Drysdale v. Marheine

215 N.W. 329 | Mich. | 1927

Plaintiff filed the bill herein to obtain specific performance of an option on a farm of 33 acres given him by defendant Hulda Marheine January 27, 1925. The option was conditioned upon nonacceptance of a previous and then existing option on the same property, given to Floyd M. Malkemus. Plaintiff claims Malkemus did not exercise his right under the option. Defendant Hulda Marheine, by answer, claimed she was induced by fraud, on the part of plaintiff, to execute the option under which he claims, and asked to have it canceled, and alleged that Malkemus, within the life of his option, brought a buyer willing to purchase and who paid her $100. Floyd M. Malkemus filed an answer and cross-bill, in which he set up his option and acceptance and asked for specific performance. To this cross-bill Hulda Marheine answered that the Malkemus option was executed on Sunday and the $100 paid on the same day, and that she offered to return the money and denied the right of Malkemus to have relief and asked that his cross-bill be dismissed. Malkemus claims to own a one-sixth interest in the premises by virtue of a guardian's deed of an interest of a minor. This Hulda Marheine denied, and alleged there was a suit pending to set such deed aside and have her decreed to be the true owner. Plaintiff, by supplemental bill, asked to have the option reformed to make the annual payments $2,500 instead of $12,500, as such was the true agreement and comports with the agreed price and period of payment. The trial judge reformed the agreement as requested, dismissed Malkemus' bill *531 because his option was executed on Sunday, and decreed specific performance in favor of the plaintiff for a five-sixths interest, and reduced the agreed price for the whole one-sixth. Hulda Marheine appealed. Mr. Malkemus, not having appealed, is here dropped from further mention.

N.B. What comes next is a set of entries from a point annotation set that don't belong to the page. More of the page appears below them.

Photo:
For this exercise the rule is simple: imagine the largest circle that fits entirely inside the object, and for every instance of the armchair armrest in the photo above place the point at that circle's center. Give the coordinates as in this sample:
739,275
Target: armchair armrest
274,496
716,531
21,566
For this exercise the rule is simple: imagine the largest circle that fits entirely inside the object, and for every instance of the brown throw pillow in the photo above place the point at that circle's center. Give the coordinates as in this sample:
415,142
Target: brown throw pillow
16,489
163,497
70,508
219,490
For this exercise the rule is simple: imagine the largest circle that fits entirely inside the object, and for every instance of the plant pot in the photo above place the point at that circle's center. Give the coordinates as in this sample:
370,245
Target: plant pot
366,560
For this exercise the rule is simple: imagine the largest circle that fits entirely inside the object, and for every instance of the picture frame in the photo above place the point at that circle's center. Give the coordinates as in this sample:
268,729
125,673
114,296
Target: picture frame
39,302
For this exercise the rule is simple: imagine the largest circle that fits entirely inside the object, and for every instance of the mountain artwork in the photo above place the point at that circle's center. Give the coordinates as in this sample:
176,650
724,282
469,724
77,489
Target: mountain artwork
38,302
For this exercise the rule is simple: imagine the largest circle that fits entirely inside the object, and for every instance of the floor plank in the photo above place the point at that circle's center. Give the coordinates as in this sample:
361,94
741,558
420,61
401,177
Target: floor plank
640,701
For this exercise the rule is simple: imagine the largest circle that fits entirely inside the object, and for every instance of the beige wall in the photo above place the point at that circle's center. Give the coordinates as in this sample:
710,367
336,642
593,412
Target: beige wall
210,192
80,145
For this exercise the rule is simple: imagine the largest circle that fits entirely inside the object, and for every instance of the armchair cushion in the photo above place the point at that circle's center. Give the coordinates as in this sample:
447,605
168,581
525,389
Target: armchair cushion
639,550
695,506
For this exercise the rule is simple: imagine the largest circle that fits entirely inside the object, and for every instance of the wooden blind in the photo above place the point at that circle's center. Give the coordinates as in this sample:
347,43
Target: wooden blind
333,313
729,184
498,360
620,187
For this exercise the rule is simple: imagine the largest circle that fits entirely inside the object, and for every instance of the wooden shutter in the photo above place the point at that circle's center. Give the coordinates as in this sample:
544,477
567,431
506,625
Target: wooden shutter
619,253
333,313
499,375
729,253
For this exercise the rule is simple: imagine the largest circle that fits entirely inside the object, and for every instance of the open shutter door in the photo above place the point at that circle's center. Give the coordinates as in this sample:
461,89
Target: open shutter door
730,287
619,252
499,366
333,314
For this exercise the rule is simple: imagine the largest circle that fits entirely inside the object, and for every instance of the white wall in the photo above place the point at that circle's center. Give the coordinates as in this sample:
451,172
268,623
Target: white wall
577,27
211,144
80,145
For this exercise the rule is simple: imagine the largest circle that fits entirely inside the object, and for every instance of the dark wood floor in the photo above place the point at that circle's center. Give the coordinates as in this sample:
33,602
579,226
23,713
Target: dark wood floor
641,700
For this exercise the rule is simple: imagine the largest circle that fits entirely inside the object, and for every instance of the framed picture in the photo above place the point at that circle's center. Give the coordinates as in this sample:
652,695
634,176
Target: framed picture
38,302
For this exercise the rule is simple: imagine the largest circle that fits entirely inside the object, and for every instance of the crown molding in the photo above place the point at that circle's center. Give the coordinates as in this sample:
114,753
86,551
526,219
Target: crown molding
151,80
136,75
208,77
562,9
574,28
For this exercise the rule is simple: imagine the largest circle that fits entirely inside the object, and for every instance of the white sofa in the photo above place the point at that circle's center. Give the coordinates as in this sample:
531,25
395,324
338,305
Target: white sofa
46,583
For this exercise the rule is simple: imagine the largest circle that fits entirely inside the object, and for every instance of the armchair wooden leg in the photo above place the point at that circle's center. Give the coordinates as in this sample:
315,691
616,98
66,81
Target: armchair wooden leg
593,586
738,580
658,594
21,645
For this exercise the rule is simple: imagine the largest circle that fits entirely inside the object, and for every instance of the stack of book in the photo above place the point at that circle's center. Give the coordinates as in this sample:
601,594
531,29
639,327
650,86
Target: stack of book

Defendant claims she was overreached by plaintiff in the giving of the option and that she did not comprehend its full import and had been sick. The option was not at all complicated and the circuit judge found against her claims. It is also claimed that the court could not reform the contract and then grant performance. The reformation asked and granted related to a mistake proved by a mathematical computation. The whole price to be paid was $43,890, with a down payment of $5,000. This left $38,890 to be paid in annual installments after the first of such payments in July, 1928. As the option read, the annual installments of $12,500 up to the year 1940 would make the purchase price $150,000. No such price was to be paid, and no one claims any such thing. There was a mistake made in copying from another option. As reformed, the option calls for the true annual installments. Such a palpable error is not beyond the power of court correction. Defendant agreed to sell at $1,330 per acre; she cannot perform, except as to an undivided five-sixths of the premises. Plaintiff is willing to take such interest if the total purchase price is reduced one-sixth in amount. The reduction was made in the circuit and the defendant directed to enter into contract with plaintiff for such five-sixths in accordance with the option. Before giving the option defendant consulted with a business friend. The trial judge found there was no fraud or overreaching, and we agree with his conclusion.

Plaintiff had a right to elect to take partial performance and have proportional abatement of the *532 contract price. See McCreary v. Stallworth, 212 Ala. 238 (102 So. 52).

The decree in the circuit is affirmed, with costs to plaintiff.

SHARPE, C.J., and BIRD, SNOW, STEERE, FELLOWS, CLARK, and McDONALD, JJ., concurred.